What is the deduced type of a constexpr?

#include <iostream>
#include <string>

void foo(int& k) { std::cout << "int&\n"; }
void foo(int&& k) { std::cout << "int&&\n"; }
void foo(const int& k) { std::cout << "const int&\n"; }
void foo(const int&& k) { std::cout << "const int&&\n"; }    
int main() {
  static  constexpr int k = 1;
  foo(k);
  foo(1);
}

The output is:

const int&
int&&

What exactly is a constexpr variable treated as? The overload for foo gives const int&.

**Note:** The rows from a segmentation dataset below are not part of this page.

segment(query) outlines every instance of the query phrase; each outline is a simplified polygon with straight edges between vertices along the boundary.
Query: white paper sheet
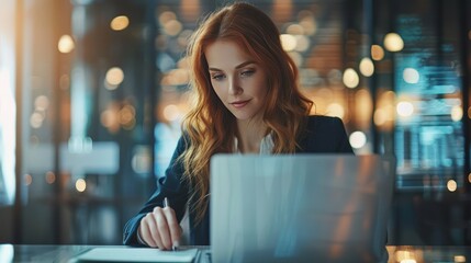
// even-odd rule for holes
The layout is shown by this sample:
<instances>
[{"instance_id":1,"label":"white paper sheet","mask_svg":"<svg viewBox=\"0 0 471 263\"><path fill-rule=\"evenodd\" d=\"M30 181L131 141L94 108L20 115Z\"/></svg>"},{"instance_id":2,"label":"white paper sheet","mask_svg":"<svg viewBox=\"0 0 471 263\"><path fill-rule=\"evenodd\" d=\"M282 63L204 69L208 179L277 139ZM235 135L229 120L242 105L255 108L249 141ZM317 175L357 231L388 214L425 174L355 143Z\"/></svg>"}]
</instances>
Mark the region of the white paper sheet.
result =
<instances>
[{"instance_id":1,"label":"white paper sheet","mask_svg":"<svg viewBox=\"0 0 471 263\"><path fill-rule=\"evenodd\" d=\"M96 248L71 262L192 262L198 249Z\"/></svg>"}]
</instances>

Edit: Moving on with constexpr being deduced as const T&;

Why does a constexpr at class scope fail to be passed to a function taking universal reference?!

#include <type_traits>

template <typename T>
void goo(T&& k) {
  static_assert(std::is_same<decltype(k), const int&>::value, "k is const int&");
}

class F {
  static  constexpr int k = 1;
public:
  void kk2 () { goo(k); }
};

int main () {
  F a;
  a.kk2();
}

The above fails to compile giving error undefined reference to F::k However the below passes:

#include <type_traits>

template <typename T>
void goo(T&& k) {
  static_assert(std::is_same<decltype(k), const int&>::value, "k is const int&");
}

int main() {
  static  constexpr int k = 1;
  goo(k);
}

Upvotes: 8

Views: 337

Answers (2)

Oktalist
Oktalist

Reputation: 14714

foo(1);

In this case a temporary variable with the value 1 is passed to the function foo, hence non-const rvalue.

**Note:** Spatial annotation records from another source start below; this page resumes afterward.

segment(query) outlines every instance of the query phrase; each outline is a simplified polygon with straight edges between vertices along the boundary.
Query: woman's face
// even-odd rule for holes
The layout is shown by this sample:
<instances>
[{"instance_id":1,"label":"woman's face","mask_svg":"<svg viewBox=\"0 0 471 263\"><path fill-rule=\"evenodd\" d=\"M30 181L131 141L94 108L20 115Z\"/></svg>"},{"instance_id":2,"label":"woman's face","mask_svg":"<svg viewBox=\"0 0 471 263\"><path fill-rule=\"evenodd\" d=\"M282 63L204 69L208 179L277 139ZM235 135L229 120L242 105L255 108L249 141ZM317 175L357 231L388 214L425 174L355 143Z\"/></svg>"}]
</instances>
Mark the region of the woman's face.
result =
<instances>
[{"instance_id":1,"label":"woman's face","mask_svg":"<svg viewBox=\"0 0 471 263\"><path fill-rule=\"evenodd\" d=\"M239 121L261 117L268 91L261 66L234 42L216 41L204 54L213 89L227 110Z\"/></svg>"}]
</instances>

/*static*/ constexpr int k = 1;
foo(k);

Here a named const variable with the value 1 is passed to the function foo, hence const lvalue. The static keyword has no effect on a constexpr variable at function scope.

What exactly is a constexpr variable treated as?

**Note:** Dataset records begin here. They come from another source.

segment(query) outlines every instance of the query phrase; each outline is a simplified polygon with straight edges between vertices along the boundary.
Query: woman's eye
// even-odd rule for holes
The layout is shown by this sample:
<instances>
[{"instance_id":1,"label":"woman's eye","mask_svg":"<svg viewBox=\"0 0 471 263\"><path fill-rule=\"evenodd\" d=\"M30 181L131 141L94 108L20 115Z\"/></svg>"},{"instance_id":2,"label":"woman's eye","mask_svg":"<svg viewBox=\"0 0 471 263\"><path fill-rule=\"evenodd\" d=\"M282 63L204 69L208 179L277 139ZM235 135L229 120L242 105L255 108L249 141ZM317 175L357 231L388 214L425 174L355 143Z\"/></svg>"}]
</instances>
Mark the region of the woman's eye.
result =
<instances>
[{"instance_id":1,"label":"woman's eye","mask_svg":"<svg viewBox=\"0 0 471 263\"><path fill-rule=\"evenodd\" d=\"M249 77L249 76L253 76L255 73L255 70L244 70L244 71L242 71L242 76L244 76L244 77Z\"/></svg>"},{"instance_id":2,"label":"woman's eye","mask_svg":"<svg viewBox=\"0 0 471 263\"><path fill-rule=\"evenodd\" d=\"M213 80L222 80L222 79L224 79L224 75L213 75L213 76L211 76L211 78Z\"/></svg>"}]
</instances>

When used in an expression that is not a constant expression, a constexpr variable is just a const variable.

Why does a constexpr at class scope fail to be passed to a function taking universal reference?!

You are getting a linker error because you odr-used the variable without defining it. You need a definition of F::k at namespace scope in exactly one translation unit, just like you did for static const member variables in C++98.

Upvotes: 1

TartanLlama
TartanLlama

Reputation: 65630

N3337 [dcl.constexpr]/9: A constexpr specifier used in an object declaration declares the object as const. [...]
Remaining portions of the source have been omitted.